14. "Bhagava, adakah jalan, adakah metode untuk mencapai hal-hal ini?" "Ada jalan, Mahali, ada metode." [157] "Dan Bhagava, apakah jalan itu, apakah metode itu?"

"Yaitu, Jalan Mulia Berfaktor Delapan, yaitu, Pandangan Benar, Pikiran Benar; Ucapan Benar, Perbuatan Benar, Penghidupan Benar; Usaha Benar, Perhatian Benar dan Konsentrasi Benar. Ini adalah jalan, ini adalah cara untuk mencapai hal-hal ini."

http://dhammacitta.org/tipitaka/dn/dn.06.0.wlsh.html
Janganlah memperhatikan kesalahan dan hal-hal yang telah atau belum dikerjakan oleh diri sendiri. Tetapi, perhatikanlah apa yang telah dikerjakan dan apa yang belum dikerjakan oleh orang lain =))

Offline hudoyo

  • KalyanaMitta
  • *****
  • Posts: 1.919
  • Reputasi: 20
Ya, saya tentu saja tidak tahu.  :) Yang saya definisikan pikirannya tetap bergerak adalah karena selama belum parinibbana, mereka masih berbicara, masih bereaksi terhadap kata2 dan sebagainya, yang tentu saja masih merupakan proses pikiran.
Mengenai bagaimana pikirannya berproses dan keadaan bathinnya, tentu saja tidak bisa dibahas.
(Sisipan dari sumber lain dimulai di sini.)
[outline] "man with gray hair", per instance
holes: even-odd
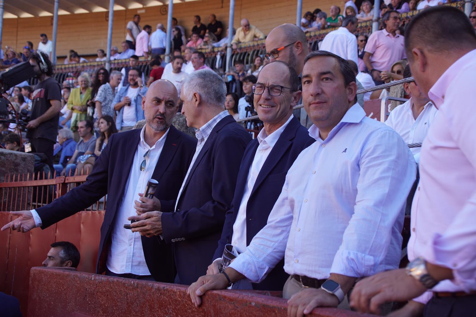
[[[151,54],[153,55],[165,54],[167,35],[164,31],[165,30],[164,25],[159,23],[157,24],[157,30],[150,34],[149,45],[151,50]]]
[[[357,30],[357,23],[355,17],[346,17],[342,20],[342,26],[327,34],[319,49],[333,53],[357,64],[357,38],[353,33]]]
[[[61,146],[55,151],[53,155],[56,155],[60,150],[61,156],[60,157],[59,163],[53,164],[53,167],[56,173],[59,175],[66,167],[68,161],[74,154],[77,143],[73,139],[73,131],[66,128],[58,131],[58,142]]]
[[[151,209],[161,212],[156,234],[172,243],[177,284],[189,285],[211,262],[251,140],[225,109],[226,93],[223,79],[209,69],[192,73],[182,83],[182,114],[188,126],[198,129],[197,149],[177,199],[160,200]]]
[[[122,73],[119,70],[113,70],[109,77],[109,82],[102,85],[96,95],[96,109],[93,117],[95,123],[103,116],[110,116],[116,118],[116,111],[111,107],[114,99],[116,88],[120,83]],[[95,124],[95,126],[96,125]]]
[[[119,51],[119,50],[118,49],[117,46],[112,46],[111,47],[111,60],[119,59],[119,56],[120,54],[118,52]]]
Perlu dibedakan antara 'pikiran' (thought, thinking) dan 'batin' (mind).
Batin seorang arahat sebelum meninggal tentu saja tetap bergerak, tapi apa yang menggerakkan kita tidak tahu.
Yang jelas bukan "pikiran" (konseptualisasi, berpikir, ma~n~nati) sebagaimana dijelaskan oleh Sang Buddha dalam Mulapariyaya-sutta. Kalau seorang arahat berbicara, "bereaksi" (sebetulnya bukan bereaksi, karena arahat bebas dari hukum sebab-akibat), itu bukan dari aku, bukan dari pikiran yang kita kenal.